An easier start point also could be the in vitro version of serial tumour transplantation, conventionally used as a surrogate marker of stem-ness in a tumour. You could perform a serial dilution assay to plate single cells and look for single-cell containing-wells that formed colonies (CFU, see below). This assay can also be used to enrich your cultures in CSC as every time you re-plate a colony the number of CSC in each colony will theoretically increase giving the self-renewal capacity of the CSC that initiate the colony in the first place.
An ideal in vitro assay would be (a) quantitative; (b) highly specific, measuring only the cells of interest; (c) sufficiently sensitive to measure candidate stem cells when present at low frequency; and (d) rapid. Several in vitro assays have been used to identify stem cells, including sphere assays, serial colony-forming unit (CFU) assays (replating assays), and label-retention assays.
Enriching and increasing the tumorigenic potential of cancer stem cells can be done by serial passaging cell lines in mice models (see the paper link and the references within)

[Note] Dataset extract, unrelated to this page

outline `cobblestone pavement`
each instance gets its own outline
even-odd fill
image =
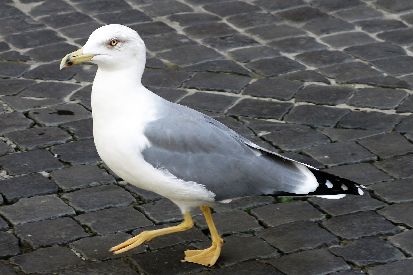
[[[0,0],[0,274],[411,274],[412,11],[411,0]],[[225,243],[211,268],[179,261],[210,243],[199,211],[194,228],[112,255],[182,217],[99,158],[96,66],[59,70],[110,24],[142,37],[154,92],[368,192],[214,206]]]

Note: the cell line should be from solid tumor types not from hematopoietic cancers, so that the tumor is localized (such as sub-cute injections or orthotopic injections) and will be easy to take it back to in vitro systems. Note the time taken for tumor formation at each passage in vivo, it should form tumors rapidly when you reach higher passage numbers. Choose markers based on the tumor type your cell line(s) belongs to. If the cell line belongs to male/female choose the mice male/female accordingly (to have the hormonal control in vivo). Some cancers such as breast cancer cells are highly influenced by estrogen. Good luck..!!